私をはなさないで
紗里子と『融合』して『神』となった俺は、まず古今東西困っている人を一斉に助ける事にした。勿論、他の善良な人々に害をなすヤツ等は除いて。
過去から未来まで見透かさなくてはいけないから大変だと思ってはいたが、そこは神のチカラ。大して手間な事ではなかった。
しかし、歴史を大きく変える事は人間や文化にとってかえって良くない。「神は見ている」の言葉通り死してから罰を与える事も出来る。
なので、大量殺人犯や古今東西の武将や国の偉い人等は逆にそのまま生かしておき、小さな(人の命が関わっているが)事件から解決する。

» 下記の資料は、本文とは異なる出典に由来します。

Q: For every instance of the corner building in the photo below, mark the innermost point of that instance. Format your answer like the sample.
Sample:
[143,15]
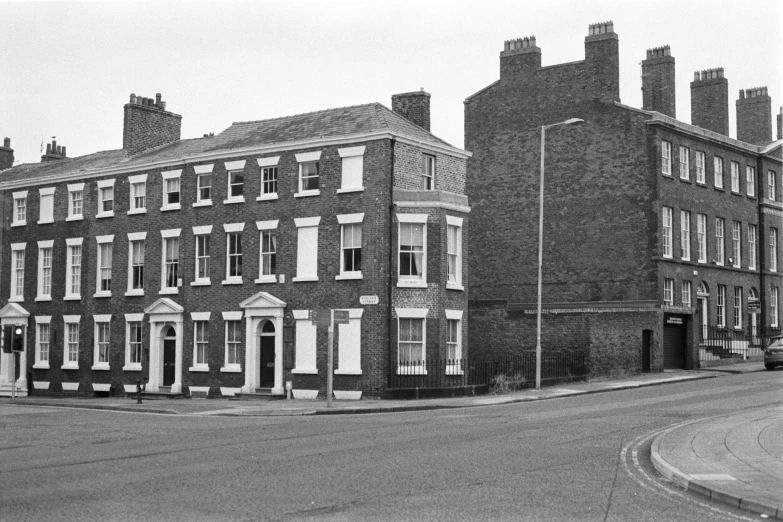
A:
[661,239]
[193,264]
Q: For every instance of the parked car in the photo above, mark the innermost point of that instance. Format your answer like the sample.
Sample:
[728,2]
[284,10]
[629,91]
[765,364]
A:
[773,355]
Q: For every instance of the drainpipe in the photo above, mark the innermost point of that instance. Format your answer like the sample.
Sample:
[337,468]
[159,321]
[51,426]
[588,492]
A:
[391,261]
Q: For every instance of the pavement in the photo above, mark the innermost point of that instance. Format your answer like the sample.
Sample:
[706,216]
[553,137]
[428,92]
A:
[735,459]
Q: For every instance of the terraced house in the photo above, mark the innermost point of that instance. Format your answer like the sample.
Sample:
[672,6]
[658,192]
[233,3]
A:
[193,264]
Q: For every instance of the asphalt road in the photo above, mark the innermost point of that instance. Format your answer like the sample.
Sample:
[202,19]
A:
[579,458]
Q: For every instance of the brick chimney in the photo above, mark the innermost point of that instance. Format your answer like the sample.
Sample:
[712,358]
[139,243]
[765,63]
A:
[413,106]
[710,100]
[754,116]
[148,124]
[54,152]
[658,82]
[6,155]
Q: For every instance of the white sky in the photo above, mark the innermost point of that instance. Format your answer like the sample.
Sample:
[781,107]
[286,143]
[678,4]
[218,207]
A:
[67,68]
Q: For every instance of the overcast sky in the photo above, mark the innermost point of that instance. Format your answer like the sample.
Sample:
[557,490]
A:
[68,68]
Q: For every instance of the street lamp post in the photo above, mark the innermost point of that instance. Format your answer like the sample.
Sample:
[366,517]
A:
[541,243]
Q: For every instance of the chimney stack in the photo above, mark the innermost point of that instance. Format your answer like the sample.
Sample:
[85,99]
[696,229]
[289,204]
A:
[658,82]
[413,106]
[6,155]
[54,152]
[148,124]
[754,116]
[710,101]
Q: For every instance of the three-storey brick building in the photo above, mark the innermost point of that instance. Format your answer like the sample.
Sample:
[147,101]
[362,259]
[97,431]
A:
[661,238]
[194,264]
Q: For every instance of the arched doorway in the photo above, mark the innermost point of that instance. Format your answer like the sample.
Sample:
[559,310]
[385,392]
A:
[169,355]
[267,354]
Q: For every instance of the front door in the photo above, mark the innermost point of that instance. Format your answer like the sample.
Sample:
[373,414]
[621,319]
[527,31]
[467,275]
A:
[169,358]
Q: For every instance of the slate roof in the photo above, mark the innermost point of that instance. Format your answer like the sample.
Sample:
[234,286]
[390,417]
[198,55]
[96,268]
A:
[330,123]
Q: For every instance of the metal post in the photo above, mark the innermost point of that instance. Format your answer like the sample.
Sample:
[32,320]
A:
[330,360]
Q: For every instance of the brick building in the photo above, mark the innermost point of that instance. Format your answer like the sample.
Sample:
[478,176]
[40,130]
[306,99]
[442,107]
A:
[661,238]
[193,263]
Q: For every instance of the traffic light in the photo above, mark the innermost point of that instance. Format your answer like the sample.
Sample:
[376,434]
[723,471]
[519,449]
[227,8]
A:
[18,338]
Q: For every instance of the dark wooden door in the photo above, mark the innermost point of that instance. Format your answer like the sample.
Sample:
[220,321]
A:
[169,361]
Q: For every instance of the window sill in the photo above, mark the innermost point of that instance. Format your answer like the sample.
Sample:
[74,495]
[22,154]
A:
[313,371]
[348,276]
[347,372]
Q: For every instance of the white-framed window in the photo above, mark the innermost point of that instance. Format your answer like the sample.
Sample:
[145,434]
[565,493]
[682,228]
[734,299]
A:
[203,185]
[411,341]
[233,253]
[721,306]
[42,341]
[203,240]
[720,245]
[349,344]
[101,341]
[171,190]
[104,264]
[267,257]
[666,158]
[686,294]
[305,349]
[268,168]
[350,246]
[668,291]
[737,307]
[235,191]
[136,248]
[685,163]
[17,272]
[685,235]
[73,277]
[701,236]
[133,338]
[71,344]
[45,270]
[412,250]
[667,232]
[736,235]
[309,173]
[454,253]
[352,169]
[307,249]
[46,210]
[20,209]
[453,342]
[752,240]
[233,341]
[700,175]
[138,194]
[200,341]
[718,171]
[735,177]
[75,202]
[105,198]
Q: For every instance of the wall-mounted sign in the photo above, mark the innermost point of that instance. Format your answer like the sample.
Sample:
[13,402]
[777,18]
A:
[368,299]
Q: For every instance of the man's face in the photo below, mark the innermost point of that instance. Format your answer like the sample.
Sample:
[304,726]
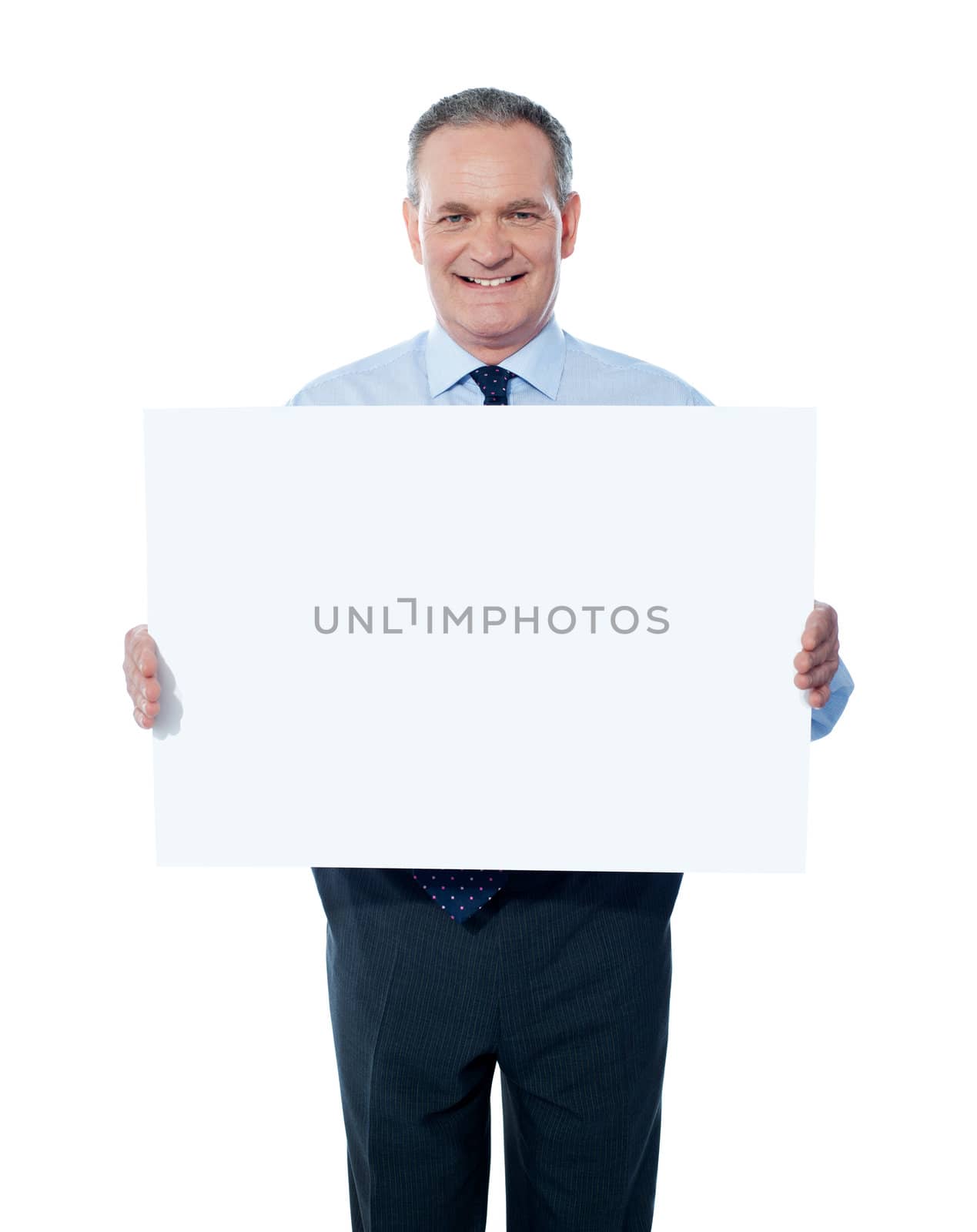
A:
[488,209]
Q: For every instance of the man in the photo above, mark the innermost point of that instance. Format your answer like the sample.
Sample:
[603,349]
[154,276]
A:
[435,975]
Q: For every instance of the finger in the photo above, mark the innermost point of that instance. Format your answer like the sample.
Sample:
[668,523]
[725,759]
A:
[819,625]
[807,659]
[139,681]
[821,675]
[141,687]
[142,648]
[818,698]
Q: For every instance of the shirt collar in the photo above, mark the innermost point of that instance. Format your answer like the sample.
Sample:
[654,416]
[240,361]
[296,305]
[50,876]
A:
[540,361]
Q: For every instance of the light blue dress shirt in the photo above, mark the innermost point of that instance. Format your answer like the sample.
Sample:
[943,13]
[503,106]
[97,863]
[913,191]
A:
[554,367]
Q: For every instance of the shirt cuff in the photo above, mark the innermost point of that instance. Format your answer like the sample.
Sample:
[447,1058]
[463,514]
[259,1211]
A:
[825,718]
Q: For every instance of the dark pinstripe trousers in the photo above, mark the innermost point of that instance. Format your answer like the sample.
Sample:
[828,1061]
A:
[564,979]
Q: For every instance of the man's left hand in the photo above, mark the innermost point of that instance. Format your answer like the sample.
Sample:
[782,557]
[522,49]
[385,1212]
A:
[817,662]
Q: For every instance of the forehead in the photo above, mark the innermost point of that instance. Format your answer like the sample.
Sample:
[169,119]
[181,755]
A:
[486,163]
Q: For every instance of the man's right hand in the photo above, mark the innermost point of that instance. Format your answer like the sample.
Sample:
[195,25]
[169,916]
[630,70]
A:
[141,675]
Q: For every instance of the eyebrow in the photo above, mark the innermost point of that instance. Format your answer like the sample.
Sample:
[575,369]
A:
[459,207]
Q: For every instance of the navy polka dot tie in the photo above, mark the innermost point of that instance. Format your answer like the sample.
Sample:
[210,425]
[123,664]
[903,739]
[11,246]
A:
[461,892]
[493,382]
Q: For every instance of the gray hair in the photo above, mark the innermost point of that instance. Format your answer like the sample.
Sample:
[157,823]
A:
[486,105]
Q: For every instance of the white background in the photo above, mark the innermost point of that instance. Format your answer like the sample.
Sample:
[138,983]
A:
[202,209]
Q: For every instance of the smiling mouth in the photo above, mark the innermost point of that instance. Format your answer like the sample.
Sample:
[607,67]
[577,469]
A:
[488,283]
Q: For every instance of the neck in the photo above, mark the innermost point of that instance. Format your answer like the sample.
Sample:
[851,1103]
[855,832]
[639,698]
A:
[490,350]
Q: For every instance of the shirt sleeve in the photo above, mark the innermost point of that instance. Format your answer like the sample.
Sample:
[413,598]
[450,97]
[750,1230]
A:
[825,718]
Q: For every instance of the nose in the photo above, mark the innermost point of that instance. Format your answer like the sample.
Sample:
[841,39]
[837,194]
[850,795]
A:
[488,246]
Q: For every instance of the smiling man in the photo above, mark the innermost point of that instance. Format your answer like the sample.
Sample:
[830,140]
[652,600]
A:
[435,975]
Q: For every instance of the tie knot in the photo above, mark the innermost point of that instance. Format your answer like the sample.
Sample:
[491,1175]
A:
[493,382]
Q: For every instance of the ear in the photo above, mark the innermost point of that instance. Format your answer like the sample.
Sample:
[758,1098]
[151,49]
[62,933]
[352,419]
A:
[410,222]
[570,216]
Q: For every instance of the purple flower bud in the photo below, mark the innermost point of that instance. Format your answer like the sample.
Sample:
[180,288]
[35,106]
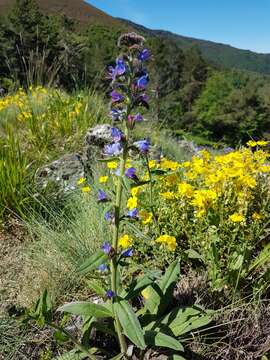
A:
[103,267]
[113,149]
[144,55]
[142,100]
[110,294]
[131,173]
[143,81]
[135,118]
[143,145]
[120,68]
[102,197]
[127,253]
[116,114]
[133,214]
[117,135]
[116,96]
[108,216]
[106,247]
[138,117]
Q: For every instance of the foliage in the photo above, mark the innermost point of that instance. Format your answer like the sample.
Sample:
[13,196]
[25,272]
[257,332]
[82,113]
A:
[35,127]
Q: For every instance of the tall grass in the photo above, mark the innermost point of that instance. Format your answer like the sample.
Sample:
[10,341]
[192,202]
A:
[56,248]
[37,127]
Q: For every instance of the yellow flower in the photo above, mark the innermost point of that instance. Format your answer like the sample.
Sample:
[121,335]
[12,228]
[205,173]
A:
[151,164]
[103,179]
[132,202]
[252,143]
[146,293]
[185,189]
[255,216]
[125,241]
[146,217]
[135,190]
[167,240]
[236,217]
[128,164]
[81,181]
[86,189]
[169,195]
[112,165]
[262,143]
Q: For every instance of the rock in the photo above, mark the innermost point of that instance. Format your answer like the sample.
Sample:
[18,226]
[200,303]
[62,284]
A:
[95,140]
[63,172]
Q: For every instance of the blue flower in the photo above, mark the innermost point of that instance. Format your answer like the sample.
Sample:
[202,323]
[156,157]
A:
[138,117]
[116,96]
[142,82]
[110,294]
[143,145]
[144,55]
[117,135]
[127,253]
[108,216]
[103,267]
[116,114]
[142,100]
[106,247]
[133,214]
[131,173]
[113,149]
[135,118]
[118,70]
[102,197]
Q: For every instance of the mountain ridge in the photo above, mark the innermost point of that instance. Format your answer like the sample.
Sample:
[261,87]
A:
[223,55]
[218,53]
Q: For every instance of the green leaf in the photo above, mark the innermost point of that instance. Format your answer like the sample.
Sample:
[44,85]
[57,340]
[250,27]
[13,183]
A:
[72,355]
[137,286]
[159,295]
[85,308]
[130,323]
[192,254]
[117,357]
[60,337]
[170,276]
[181,321]
[176,357]
[115,158]
[159,339]
[93,262]
[96,286]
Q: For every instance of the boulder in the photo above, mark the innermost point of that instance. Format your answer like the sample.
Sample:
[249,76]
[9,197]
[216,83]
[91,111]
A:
[64,172]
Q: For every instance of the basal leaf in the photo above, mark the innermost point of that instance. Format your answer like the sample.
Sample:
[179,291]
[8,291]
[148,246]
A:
[154,338]
[93,262]
[85,308]
[130,323]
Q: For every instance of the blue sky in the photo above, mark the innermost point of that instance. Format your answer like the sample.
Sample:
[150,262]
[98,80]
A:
[241,23]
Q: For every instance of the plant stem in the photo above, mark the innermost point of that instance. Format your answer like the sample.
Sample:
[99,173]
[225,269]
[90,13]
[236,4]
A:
[114,265]
[75,342]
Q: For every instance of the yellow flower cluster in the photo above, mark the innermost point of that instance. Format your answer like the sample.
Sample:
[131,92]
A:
[125,241]
[168,241]
[210,182]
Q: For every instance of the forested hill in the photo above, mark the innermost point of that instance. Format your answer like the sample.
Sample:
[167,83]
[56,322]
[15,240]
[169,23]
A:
[220,54]
[77,10]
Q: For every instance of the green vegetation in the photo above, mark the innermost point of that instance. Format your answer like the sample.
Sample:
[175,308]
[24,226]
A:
[183,242]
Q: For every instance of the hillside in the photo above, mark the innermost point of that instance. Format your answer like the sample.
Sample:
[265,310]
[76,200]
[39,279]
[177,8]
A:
[78,10]
[220,54]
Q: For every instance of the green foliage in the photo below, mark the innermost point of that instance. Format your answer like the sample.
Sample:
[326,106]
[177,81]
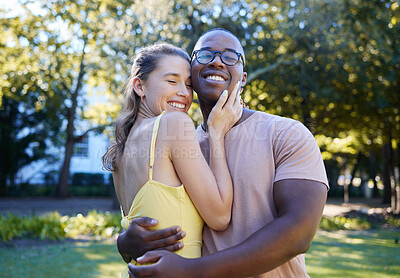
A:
[87,179]
[41,227]
[54,227]
[344,223]
[94,224]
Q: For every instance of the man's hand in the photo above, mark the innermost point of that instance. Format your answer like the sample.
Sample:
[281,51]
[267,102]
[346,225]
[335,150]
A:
[137,239]
[166,265]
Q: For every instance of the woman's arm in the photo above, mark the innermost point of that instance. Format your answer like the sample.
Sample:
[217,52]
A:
[210,189]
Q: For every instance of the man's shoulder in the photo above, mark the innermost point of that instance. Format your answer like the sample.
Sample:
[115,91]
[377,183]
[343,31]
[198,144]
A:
[270,121]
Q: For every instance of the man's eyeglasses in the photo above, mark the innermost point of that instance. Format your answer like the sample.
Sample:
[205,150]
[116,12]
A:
[228,57]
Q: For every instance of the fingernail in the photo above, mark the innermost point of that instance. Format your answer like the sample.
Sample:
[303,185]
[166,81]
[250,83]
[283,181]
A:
[153,221]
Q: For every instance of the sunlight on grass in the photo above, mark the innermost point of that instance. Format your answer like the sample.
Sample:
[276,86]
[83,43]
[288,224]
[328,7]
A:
[88,259]
[366,254]
[354,254]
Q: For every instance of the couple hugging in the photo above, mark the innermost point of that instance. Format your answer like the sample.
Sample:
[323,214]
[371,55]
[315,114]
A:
[240,196]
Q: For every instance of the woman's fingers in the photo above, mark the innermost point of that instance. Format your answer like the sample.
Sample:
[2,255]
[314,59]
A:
[232,96]
[222,100]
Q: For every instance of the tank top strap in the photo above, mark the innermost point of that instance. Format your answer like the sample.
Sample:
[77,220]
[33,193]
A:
[153,144]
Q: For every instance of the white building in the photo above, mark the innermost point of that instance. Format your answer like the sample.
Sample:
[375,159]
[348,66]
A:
[85,159]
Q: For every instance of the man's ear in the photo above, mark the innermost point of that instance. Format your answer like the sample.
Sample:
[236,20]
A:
[244,79]
[138,86]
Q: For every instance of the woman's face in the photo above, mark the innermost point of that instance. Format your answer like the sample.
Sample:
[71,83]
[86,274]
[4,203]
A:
[168,87]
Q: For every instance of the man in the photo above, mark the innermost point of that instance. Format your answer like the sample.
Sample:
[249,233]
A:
[280,187]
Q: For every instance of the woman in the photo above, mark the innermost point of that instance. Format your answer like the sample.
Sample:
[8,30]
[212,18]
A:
[158,168]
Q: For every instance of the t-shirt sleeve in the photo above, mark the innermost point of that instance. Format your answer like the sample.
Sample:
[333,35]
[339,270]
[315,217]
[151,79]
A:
[297,155]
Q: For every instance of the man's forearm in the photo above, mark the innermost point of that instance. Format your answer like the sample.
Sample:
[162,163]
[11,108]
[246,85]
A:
[268,248]
[290,234]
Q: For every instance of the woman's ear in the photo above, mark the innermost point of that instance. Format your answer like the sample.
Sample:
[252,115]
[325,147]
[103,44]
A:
[138,86]
[244,79]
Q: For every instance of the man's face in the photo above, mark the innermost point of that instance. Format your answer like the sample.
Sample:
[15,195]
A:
[210,80]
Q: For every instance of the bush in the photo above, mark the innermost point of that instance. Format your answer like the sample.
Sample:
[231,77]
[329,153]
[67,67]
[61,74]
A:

[パパ……、私達、結婚してからこれまでどれだけの人達を助けられたかな]
紗里子の意識が俺に問いかける。
[そうだな。億はくだらないな。少ない方なんじゃないか]
俺も紗里子に意識で返した。
[そうじゃなくて! パパ!! 『結婚してから』という所が大事なんだよう!!]
そこは敢えて触れなかったんだがな。
[紗里子はまだ13歳だろう? 日本の法律ではまだ結婚出来ない]
[日本の法律なんてどうでもいいの!! 私達は心が一緒になったんだから]
俺が紗里子を『妻』として迎えるまであとどれくらいかかるだろう。
時間というものを超越した存在となっていながら俺には検討もつかない。
[ねえ、パパ……]
[何だ?]
[私達、ずっと一緒よね? 離れられないんだよね?]
[まあそうなるんだろうな。ゼウスやルシフェルのヤツがチカラを奪わない限り]
そう言って、しばらく沈黙が続く。
また紗里子が意識を送ってきた。
[パパ、今までありがとう。それと……]
[何だ]
[これからもよろしくね]
ああ、こちらこそ、と俺は紗里子に意識を送った。
ーーと、考えた所で、『意識』の中で何かがざわついた。
まるで、俺と紗里子の中に何かが紛れ込んでいたように。
この『意識』は……?
[おい、ルナなんだろ?]
[バレましたかニャー。ずっと黙っていたのに]
なんて事だ。 ルナがここまでくっ付いていたのに気付かなかったとは。人間達を助ける事に夢中だった。
[2人が青い光を放った瞬間に、サリエル様の命令で紗里子に飛び移ったんですニャー。サリエル様曰く、『護さんが紗里子におかしな事をしないように、見張っていなさい』との事だったですニャー]
[おかしな事って何だよ!?]
[おかしな事はおかしな事ですニャー]
紗里子の意識がコロコロと笑ったように感じた。
[もう、ルナったら! じゃあ、パパがパパで、私がママで、ルナが子どもね!]
そんな冗談は言って(意識して)も、俺と2人きりじゃなくて紗里子が残念がっているのをハッキリと感じられる。
猫を混ぜた結婚なんて聞いた事もない。
[それじゃあ、そろそろ意識を飛ばそうか]
俺がそう考えたら、紗里子は不思議気にした。
[『人間界』の俺達を作るんだ。2018年の春に。そうしないと百やサマンサが慌てるだろう]
神になったあの日の朝に、俺は俺と紗里子とルナの存在を地上に分け与えた。そうすれば、人間として生活している自分達と『意識』を共有できる。
ちょうど、ルシフェルやゼウスが人間の姿で現れていたように、だ。